North Korea is potentially days away from launching a controversial rocket mission that, the country says, will send a new Earth-observing satellite into orbit. Many nations, including the United States, have criticized the impending launch, which they see as a missile test in disguise.
The North Korean long-range rocket, called Unha-3 (Galaxy-3), is slated to launch sometime between April 12 and April 16, to mark the 100th anniversary of the birth of Kim Il Sung, who helped establish North Korea in 1948.
While North Korean officials maintain that the satellite launch is part of a peaceful space program, U.S. and South Korean officials have condemned the move, claiming it is a cover for testing military missiles.
U.S. President Barack Obama and South Korean President Lee Myung-bak held a joint news conference on March 25, warning North Korea to halt launch preparations or face serious consequences. Obama, and leaders from China, Russia and other nations, met in Seoul last month for a two-day summit to discuss ways to secure the world from nuclear terrorism. [Images: North Korea's Rocket and Missile Program]
"We discussed regional security, and that obviously includes the issue of North Korea," Obama said in the March 25 news briefing in Seoul. "As President Lee mentioned, this would constitute a direct violation of Pyongyang's own commitments and its international obligations. Moreover, it would only deepen North Korea's isolation, damage further its relations with its neighbors, and seriously undermine the prospect of future negotiations."

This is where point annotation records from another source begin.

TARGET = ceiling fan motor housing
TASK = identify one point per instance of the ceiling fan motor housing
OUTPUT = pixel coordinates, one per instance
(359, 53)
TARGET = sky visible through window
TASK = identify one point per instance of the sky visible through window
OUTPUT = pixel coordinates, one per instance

Is North Korea's Unha-3 rocket launch really a space mission or a missile test?
Since the launch could occur as early as Thursday (April 12), North Korea is expected to begin fueling the Unha-3 rocket soon, according to South Korea's Yonhap News Agency.
"North Korea has only fueling remaining after completing the installation of three stages of boosters on a launch pad," a South Korean official told the Yonhap News Agency on condition of anonymity. "Fueling is expected to begin soon, considering it usually takes two to three days."
South Korean officials have said they may shoot down parts of the Unha-3 rocket if they breach the state's borders.
According to a translation of the North Korean newspaper Rodong Sinmun, a spokesman for the Committee for the Peaceful Reunification of Korea said that intercepting the satellite will be regarded as an act of war and could carry tremendous consequences.
North Korea's new leader Kim Jong Un recently entered into an agreement with the U.S. to halt long-range launches in exchange for food to curb the country's widespread famine. Obama has said that if North Korea proceeds with the launch, it could jeopardize the food aid agreement.
In April 2009, North Korea attempted a similar satellite launch that was widely criticized. North Korean officials said the mission succeeded, but U.S. intelligence agencies claimed the vehicle failed during ascent, which caused the rocket's second and third stages and the onboard satellite to plummet into the Pacific Ocean.
The 2009 event triggered the United Nations to tighten sanctions against North Korea.